The Launch Titles for the Nintendo Entertainment System were the games available on its first release in the United States of America. The exact date of its release, and which games were available, are not as precisely known as they were today. In the mid-80s, after the great video game crash of 1983, video games were toys, and unimportant ones at that, and there was not an entire field of video game journalism dedicated to detailing developments in real time. The Nintendo Entertainment System was first released in the New York City market in October of 1985, was then released in other large cities in spring of the following year, and was released across the United States for the next Christmas season. But for its original, October 1985 release, the following games were available for sale with the NES:

Although many sources claim Donkey Kong Jr. Math and Mach Rider were launch titles of the NES, most of the evidence, including advertisements from that time seem to dispute this. Given the haphazard nature of the industry at the time, and how long ago it happened, it seems possible that some mislabeled boxes of test cartridges could have gotten to Macy's, so it is possible that Mach Rider was sold at launch. However, whether or not, it doesn't change the basic idea of what was included at the NES' launch. What type of games were included?
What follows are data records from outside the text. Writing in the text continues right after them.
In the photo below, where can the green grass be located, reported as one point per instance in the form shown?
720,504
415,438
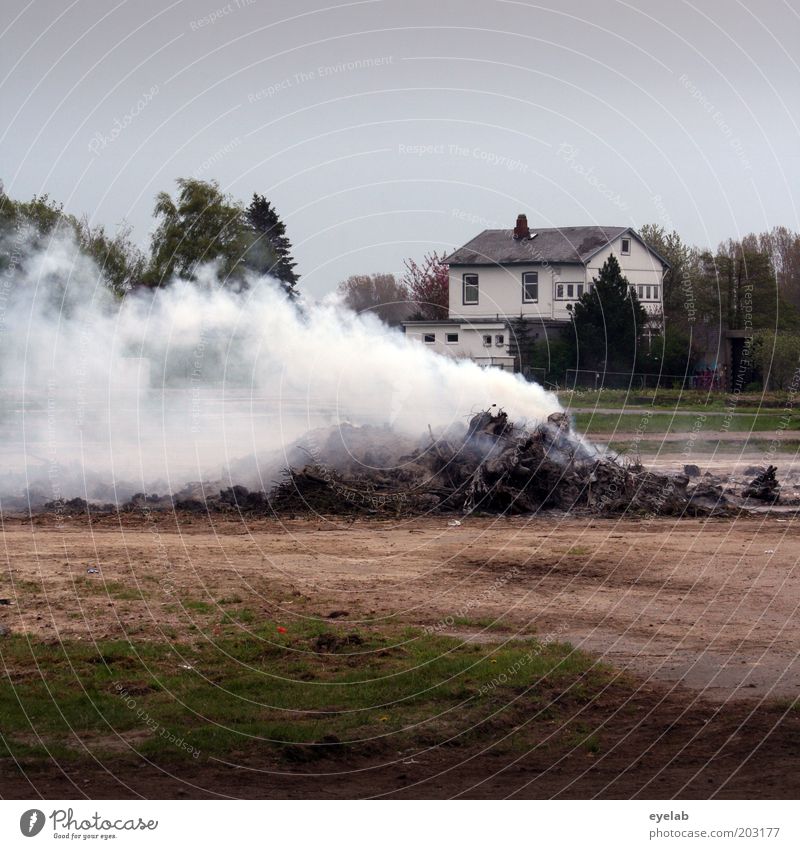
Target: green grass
671,399
266,689
636,421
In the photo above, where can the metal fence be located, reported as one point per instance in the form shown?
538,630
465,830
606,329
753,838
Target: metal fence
590,379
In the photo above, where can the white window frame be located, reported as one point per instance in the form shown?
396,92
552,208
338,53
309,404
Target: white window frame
525,298
464,284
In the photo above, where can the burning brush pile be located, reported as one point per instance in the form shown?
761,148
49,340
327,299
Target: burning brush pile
491,466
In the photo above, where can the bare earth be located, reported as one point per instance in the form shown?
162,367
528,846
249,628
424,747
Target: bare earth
704,613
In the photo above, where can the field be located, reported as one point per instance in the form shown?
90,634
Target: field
550,657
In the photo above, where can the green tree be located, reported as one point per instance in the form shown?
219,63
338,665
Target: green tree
36,222
777,357
428,284
607,323
269,250
201,225
671,353
377,293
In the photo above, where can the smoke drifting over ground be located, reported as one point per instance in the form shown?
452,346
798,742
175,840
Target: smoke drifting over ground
100,398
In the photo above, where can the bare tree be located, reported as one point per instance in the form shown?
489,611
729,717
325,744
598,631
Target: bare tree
377,293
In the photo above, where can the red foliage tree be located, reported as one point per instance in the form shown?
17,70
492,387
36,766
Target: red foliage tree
428,285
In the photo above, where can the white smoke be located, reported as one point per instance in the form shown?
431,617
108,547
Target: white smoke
175,384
First, two games, Gyromite and Stack-Up, were both designed for use with the R.O.B. device, a robot that Nintendo included with the original launch for marketing reasons. The R.O.B. proved to be unsuccessful, and no other games were designed for it. The list also includes three games utilizing the Zapper light gun: Duck Hunt, Hogan's Alley and Wild Gunman. Like the R.O.B., the Zapper was included for marketing reasons: after the game crash of 1983, Nintendo advertised its product as an "entertainment system", and novel peripherals were a way to do that. Of the other games, seven were sports games: 10 Yard Fight, Baseball, Excitebike (more or less), Golf, Pinball (arguably), Soccer and Tennis. Notice that four of those also had very prosaic names. There was one puzzle/maze game, Clu Clu Land, which roughly resembles Pac-Man. There was one puzzle game, Wrecking Crew, one fighting game, Kung-Fu, and of course, Super Mario Bros..
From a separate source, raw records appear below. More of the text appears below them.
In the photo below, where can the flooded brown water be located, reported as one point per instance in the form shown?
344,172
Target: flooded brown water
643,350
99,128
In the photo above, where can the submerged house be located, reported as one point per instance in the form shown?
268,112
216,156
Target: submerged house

Given the later impact of the Nintendo, and the genres of video games it helped invent, this list has some conspicuous absences. In the 1980s, arcade games were popular everywhere, but the launch titles included only two games that were ported from the arcade: Kung-Fu and Wild Gunman, neither of which were a famous arcade title at the time. Nintendo would later release many more arcade ports, such as Galaga, Pac-Man, Dig-Dug and Bubble Bobble, but that wasn't evident from the first release. Since Nintendo was trying to rebrand itself as an "entertainment system", and not just a video game system, it might make sense to eschew beep-beep-blink-blink games, and instead focus on sports games, or on games that featured electronic accessories. I don't know if that is the case, but it seems reasonable that the launch titles could have been meant to expand demographic appeal.
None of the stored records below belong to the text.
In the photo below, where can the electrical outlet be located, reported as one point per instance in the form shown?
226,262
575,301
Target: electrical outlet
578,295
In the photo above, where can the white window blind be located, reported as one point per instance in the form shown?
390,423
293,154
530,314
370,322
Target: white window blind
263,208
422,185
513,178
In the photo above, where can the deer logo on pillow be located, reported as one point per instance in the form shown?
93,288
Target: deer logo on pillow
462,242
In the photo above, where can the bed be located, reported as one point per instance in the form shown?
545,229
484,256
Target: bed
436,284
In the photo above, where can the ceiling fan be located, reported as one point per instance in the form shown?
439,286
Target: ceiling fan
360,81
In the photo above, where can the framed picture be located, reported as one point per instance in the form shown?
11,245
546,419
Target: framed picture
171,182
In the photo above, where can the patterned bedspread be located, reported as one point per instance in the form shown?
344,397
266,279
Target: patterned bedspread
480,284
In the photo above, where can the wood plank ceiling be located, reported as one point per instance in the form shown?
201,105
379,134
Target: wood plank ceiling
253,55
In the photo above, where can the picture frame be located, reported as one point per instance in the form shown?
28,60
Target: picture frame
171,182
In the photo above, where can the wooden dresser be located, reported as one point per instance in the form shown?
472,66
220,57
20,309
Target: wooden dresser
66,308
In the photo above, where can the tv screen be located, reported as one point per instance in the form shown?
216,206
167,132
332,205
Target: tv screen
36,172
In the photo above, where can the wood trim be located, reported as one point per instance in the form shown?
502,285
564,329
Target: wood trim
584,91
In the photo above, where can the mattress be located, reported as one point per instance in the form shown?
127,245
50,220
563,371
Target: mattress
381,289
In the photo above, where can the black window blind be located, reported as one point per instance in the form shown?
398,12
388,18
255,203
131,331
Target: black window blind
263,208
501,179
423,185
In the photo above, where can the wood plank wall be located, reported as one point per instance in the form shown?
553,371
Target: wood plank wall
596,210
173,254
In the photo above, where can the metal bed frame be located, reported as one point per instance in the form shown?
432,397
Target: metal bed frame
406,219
But I haven't even touched on the most important point, which I want you all to sit down for, because it is in "blow-your-mind" territory: the original Nintendo launch titles only included one "Nintendo Game", which was Super Mario Bros. Because while the Nintendo provided an adequate platform for remixed Arcade Games, and would have a host of sports games over its life, "Nintendo Games", as opposed to games on the Nintendo, were a special type of game. They had bright, sometimes cartoonish graphics, they told stories, and they had worlds to explore. I was born in 1979, so my first exposure to games were just as things that were miraculously allowing us to change what was on our TV screen, and that was attraction enough. But when I was old enough for Nintendo, the appeal was that we got to explore our own worlds: places with strange, yet mostly consistent laws that gave us a feeling of exploring a real place. Super Mario Bros. was the first game to really introduce this, in a technical and creative breakthrough, but other games would come later. Although there were many good games in other genres, the Nintendo is mostly remembered for its platformer and adventure games. But in 1985, there were still years before Castlevania, Metroid, The Legend of Zelda and Mega Man were released.

The reason that I thought to write about this is not because I think people specifically need to know about Clu-Clu Land, but because it interests me that people often remember something's most prominent features as necessarily being its earliest features. The Nintendo that so interested us on the playground in sixth grade was not present from its earliest days. The artistic and commercial success of the Nintendo seems almost coincidental in retrospect, because it is entirely possible that in slightly different circumstances, Nintendo would have continued to market the Nintendo as a toy where people could play golf with the help of a robot, and the expansive worlds that were the source of so much excitement on our middle school playgrounds would have never come to be.